3.3. Frequency of MNc and NA in Children

With respect to children, the highest frequencies of MNc were found in farmers' children (p < 0.0001), when we analyzed NA and increased frequency of some of them was also evident: LN (p < 0.0001), CC (p < 0.0001), and PN (p = 0.0043). These differences can be found in Table 3 and the dispersion of values in Figure 2. In accordance with our findings, other studies in Mexico and South America with children being exposed to pesticides found increased frequency of MNc, even though NA can differ in results [31-33].

Figure 2

Micronuclei and nuclear abnormalities frequencies in indirectly exposed children and unexposed children. MNc = micronucleated cells; LN = cells with lobulated nucleus; BN = binucleated cells; KR = karyorrhexis; CC = cells with condensed chromatin; PN = pyknotic cells; and KL = karyolysis. p < 0.05.

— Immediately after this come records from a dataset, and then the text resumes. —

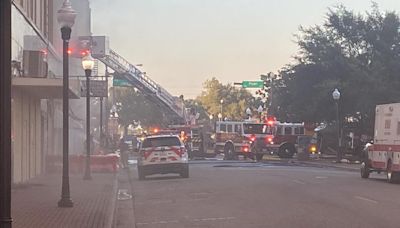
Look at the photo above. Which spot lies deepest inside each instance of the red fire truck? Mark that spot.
(235, 138)
(285, 138)
(384, 154)
(191, 136)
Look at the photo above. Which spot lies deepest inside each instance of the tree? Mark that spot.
(136, 106)
(235, 100)
(358, 54)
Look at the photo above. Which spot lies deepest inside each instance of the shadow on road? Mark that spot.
(168, 177)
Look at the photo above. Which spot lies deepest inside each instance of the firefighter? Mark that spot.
(123, 149)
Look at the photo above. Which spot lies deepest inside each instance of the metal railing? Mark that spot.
(136, 76)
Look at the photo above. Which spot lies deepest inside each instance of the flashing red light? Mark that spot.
(85, 52)
(253, 138)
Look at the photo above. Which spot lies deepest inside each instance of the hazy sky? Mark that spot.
(181, 43)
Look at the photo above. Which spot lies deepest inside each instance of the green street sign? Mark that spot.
(121, 83)
(253, 84)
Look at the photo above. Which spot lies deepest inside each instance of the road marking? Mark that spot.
(319, 177)
(299, 182)
(365, 199)
(213, 219)
(156, 223)
(177, 221)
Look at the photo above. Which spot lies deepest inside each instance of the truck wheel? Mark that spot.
(286, 151)
(185, 172)
(365, 171)
(141, 174)
(390, 175)
(229, 152)
(259, 157)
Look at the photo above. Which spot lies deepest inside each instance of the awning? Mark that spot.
(46, 88)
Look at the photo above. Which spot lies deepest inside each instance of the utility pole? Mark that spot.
(5, 114)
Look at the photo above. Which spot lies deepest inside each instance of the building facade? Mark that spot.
(37, 85)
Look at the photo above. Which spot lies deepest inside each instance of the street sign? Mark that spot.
(97, 88)
(253, 84)
(121, 83)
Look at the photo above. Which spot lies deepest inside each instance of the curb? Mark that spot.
(324, 165)
(111, 220)
(133, 196)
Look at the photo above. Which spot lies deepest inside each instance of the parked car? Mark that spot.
(162, 154)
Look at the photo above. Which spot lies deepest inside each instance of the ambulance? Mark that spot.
(384, 154)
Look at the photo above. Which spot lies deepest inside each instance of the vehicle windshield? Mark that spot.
(261, 129)
(160, 142)
(200, 113)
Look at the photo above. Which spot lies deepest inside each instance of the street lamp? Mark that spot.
(5, 114)
(336, 97)
(220, 116)
(260, 110)
(88, 64)
(66, 18)
(248, 112)
(221, 102)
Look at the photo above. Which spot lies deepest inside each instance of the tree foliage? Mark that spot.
(357, 53)
(235, 100)
(135, 106)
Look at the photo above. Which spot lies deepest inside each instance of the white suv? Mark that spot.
(162, 154)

The induction of MNc formation after indirect exposure to pesticides might be due to the fact that farmers' homes are located in close proximity to the fields and additionally by contact with clothes or personal objects impregnated with pesticides. Children are especially susceptible to genotoxic damage due to differences in the mutagens metabolism, distribution, and excretion, when compared to adults [34]. Additionally we should consider, as suggested by Holland et al., that in children cell division dynamics are different when compared to adults, since it has been demonstrated that cellular migration occurs in a different rate influenced by the age and hormonal differences [12].

Our findings suggest that in farmers' children there is a chromosomal instability represented by increased frequencies of MNc and NL; additionally they could suffer from cytotoxicity, since CC represents cells that are no longer transcriptionally active and undergoing apoptosis. The presence of PN represents an irreversible condensation of chromatin; this NA is often found with CC and KR although their biological significance is not clear [17].

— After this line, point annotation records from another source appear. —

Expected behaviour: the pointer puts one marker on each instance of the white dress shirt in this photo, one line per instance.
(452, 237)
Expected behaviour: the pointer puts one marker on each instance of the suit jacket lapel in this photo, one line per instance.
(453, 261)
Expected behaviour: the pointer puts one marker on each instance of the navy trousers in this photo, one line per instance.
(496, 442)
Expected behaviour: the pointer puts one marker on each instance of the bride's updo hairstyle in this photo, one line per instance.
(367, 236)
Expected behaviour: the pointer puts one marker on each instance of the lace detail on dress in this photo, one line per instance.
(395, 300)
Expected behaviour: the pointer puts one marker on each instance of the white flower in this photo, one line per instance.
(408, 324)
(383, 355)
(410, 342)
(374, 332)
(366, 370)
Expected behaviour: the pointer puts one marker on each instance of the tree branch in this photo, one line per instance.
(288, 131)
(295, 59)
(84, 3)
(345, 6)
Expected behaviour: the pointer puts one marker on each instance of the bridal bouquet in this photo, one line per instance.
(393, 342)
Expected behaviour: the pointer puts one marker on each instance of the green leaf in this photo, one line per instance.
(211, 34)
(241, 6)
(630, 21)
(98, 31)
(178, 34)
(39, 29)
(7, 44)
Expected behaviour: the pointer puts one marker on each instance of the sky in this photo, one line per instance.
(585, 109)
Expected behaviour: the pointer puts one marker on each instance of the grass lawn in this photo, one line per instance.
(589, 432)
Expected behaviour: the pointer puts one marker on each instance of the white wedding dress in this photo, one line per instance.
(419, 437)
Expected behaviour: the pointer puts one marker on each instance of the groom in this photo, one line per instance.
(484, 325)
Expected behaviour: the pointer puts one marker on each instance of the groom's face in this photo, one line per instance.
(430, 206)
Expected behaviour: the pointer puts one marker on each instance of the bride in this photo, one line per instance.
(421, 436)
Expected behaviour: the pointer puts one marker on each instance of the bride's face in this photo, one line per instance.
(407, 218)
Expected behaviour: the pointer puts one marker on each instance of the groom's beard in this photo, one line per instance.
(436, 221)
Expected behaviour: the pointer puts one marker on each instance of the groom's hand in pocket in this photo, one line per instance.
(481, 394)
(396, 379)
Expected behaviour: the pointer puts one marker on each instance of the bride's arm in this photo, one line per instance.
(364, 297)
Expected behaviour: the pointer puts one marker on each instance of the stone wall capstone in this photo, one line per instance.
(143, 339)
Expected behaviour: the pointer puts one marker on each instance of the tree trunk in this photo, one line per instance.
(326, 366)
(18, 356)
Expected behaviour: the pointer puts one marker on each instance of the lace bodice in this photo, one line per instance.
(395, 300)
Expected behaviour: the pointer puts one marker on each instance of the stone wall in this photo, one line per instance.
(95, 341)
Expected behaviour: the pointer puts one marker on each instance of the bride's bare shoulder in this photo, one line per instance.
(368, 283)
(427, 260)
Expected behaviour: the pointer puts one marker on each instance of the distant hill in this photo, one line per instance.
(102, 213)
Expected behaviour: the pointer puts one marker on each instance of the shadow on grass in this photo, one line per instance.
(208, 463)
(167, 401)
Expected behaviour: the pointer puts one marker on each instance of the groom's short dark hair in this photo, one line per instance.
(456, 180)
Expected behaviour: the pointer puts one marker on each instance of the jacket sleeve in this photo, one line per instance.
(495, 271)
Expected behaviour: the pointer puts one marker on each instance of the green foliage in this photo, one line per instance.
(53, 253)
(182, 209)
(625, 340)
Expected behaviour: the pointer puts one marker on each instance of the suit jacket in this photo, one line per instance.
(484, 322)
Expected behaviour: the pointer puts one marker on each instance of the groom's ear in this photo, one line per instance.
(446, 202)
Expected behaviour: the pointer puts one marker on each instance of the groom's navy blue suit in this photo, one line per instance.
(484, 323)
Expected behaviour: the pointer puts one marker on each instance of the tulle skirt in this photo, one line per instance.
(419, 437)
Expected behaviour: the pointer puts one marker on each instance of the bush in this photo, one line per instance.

In order to clearly identify the genotoxic damage that these children are exposed to, future research is needed, where information about the degree of exposition is registered, including lifestyle, nutrition, and immune function in order to be able to elucidate mechanisms for micronuclei generation during childhood and adult life.

4. Concluding Remarks

Farmers are at risk of developing genotoxic damage secondary to pesticide exposition; more importantly their children who are living in close proximity to the fields demonstrate this genotoxic damage. Children can be easily monitored for genotoxic damage through the MN test; it would be of extreme importance to develop more studies with prospective design in order to obtain information about relative risks and even more important to design strategies directed towards the prevention of future genotoxic damage of the identified population with higher MNc and NA frequencies, given the fact that they are susceptible to health related issues.